You know what I said about candles and memory? Well, it turns out, soy wax’s memory might be longer than yours. It remembers its first burn. Ok, who forgets their first burn? Nobody, but wax especially remembers. And if it’s not a good burn, then your candle is on its merry way to being cold in no time. To keep that from happening, a first burn means your candle should burn until there is a wax pool across the entire width of the candle. Get that? Entire width. If you blow that candle out before the entire top has melted, then the next time you light your candle it will burn consistently smaller and smaller circles until it no longer lights. It’s called tunneling, and it can happen to candles from the best of families.

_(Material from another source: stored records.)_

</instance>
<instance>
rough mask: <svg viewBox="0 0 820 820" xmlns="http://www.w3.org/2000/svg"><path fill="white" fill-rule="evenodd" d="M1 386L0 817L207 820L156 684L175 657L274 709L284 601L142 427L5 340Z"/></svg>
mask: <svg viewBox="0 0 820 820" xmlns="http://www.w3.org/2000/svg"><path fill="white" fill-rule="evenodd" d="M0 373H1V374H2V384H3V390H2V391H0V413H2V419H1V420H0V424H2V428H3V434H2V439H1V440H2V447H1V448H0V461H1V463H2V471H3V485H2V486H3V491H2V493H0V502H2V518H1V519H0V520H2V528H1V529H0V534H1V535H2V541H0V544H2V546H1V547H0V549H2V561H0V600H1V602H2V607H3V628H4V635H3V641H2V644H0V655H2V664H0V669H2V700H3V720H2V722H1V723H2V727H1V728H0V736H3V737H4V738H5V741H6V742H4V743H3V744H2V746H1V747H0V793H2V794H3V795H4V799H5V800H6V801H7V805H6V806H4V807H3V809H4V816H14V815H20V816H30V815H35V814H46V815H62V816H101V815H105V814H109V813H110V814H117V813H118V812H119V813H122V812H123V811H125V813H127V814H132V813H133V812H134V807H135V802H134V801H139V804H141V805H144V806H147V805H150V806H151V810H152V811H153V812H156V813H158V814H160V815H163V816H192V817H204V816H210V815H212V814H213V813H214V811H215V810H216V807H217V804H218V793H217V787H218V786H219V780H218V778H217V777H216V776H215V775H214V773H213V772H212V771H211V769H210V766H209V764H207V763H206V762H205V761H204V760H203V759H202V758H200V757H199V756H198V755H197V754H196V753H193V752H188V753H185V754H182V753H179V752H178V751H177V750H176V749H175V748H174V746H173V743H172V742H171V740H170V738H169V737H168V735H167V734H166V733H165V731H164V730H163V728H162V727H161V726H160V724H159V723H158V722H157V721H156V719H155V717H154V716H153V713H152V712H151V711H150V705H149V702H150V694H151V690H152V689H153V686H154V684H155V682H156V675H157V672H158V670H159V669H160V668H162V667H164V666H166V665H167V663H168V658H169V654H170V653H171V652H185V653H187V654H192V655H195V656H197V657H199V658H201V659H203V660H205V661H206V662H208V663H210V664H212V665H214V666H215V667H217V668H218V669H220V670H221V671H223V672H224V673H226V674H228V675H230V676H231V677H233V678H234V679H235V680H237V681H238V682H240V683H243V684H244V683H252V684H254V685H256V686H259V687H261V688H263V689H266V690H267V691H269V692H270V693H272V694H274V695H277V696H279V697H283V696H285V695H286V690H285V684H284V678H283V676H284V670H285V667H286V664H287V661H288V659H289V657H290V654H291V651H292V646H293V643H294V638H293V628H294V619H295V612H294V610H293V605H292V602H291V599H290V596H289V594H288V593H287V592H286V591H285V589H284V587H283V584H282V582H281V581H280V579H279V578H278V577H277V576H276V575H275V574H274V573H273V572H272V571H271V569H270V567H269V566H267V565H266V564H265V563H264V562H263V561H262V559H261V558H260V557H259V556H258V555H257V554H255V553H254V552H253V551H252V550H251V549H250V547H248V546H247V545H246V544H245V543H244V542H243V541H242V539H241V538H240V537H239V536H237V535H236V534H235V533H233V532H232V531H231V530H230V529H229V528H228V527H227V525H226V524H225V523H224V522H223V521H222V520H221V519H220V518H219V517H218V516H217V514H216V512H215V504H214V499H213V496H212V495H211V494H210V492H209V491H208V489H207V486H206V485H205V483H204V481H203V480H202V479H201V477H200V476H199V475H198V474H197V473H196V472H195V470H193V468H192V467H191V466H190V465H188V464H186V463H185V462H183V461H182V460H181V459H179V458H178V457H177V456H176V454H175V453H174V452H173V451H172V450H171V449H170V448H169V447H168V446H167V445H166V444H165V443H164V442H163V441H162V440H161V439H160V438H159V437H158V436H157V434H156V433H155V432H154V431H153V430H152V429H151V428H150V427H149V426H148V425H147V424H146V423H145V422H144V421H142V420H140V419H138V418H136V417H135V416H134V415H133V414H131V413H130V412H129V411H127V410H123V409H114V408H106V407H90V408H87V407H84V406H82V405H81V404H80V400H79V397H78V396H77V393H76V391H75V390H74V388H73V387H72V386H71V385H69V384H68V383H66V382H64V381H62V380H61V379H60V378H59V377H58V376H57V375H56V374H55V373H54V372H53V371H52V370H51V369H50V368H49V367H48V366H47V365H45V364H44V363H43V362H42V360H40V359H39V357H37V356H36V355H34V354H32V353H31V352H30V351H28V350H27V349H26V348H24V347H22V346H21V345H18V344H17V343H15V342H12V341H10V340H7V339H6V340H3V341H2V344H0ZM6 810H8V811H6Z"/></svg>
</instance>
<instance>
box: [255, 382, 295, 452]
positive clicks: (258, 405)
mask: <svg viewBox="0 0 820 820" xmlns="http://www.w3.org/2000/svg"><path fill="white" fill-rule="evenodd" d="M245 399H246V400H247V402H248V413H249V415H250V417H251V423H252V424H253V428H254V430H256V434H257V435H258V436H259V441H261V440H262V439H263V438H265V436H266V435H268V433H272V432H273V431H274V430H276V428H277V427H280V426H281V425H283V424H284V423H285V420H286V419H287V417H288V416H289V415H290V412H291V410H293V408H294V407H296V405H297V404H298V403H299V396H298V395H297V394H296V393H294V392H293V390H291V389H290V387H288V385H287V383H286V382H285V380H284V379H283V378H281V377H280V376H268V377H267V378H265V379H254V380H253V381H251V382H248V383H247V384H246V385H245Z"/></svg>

You know what I said about trimming the wick to 1/4″? Ok, now you’re just making stuff up because I didn’t say diddly about trimming wicks. But you should. I’ve personally found that 1/4″ is too short. Make it a generous 1/4″ to keep that wax burning all the way to the edge. If you find that the wick drifts away from center, gently move it back to center AFTER you blow out the candle. Moving wicks while they’re still burning is courting disaster. Oh, who am I kidding? You’ll try moving it while it’s lit because you’re the kid who just had to put the key in the light socket. But don’t say I didn’t warn you.
So, what happens if you don’t follow the rules and your candle starts to burn itself out? You’ve neglected to give your candle the proper attention it needs to thrive and it dies from your lack of care? What then, you lament. Whatever can you do?
Get a spoon.
That’s right, you heard me, get a spoon! Turns out, soy wax is very soft and is easily scraped out with an ordinary spoon. Scrape the excess wax along the side of the candle—the edges that you didn’t let completely melt the first time! Scrape it down until a generous 1/4″ of wick is showing and the top is fairly even. Then, grab your hair dryer—position the nozzle just high enough to melt the wax without blowing it and turn the dryer on. Keep heating that top layer of wax until the ENTIRE SURFACE melts to the edge. Why? Because soy wax has a memory. And you’re making a new one!
If that wax pool ends up being too deep, so that it drowns your wick, pour off the pool. Wipe down the inside edge of the candle. You should have an even top, an exposed wick, and a second chance at hot, hot burning love. Wait until the wax has completely cooled before re-lighting.
And this time. . . don’t neglect to keep the home fires burning. The entire surface. To the the edge.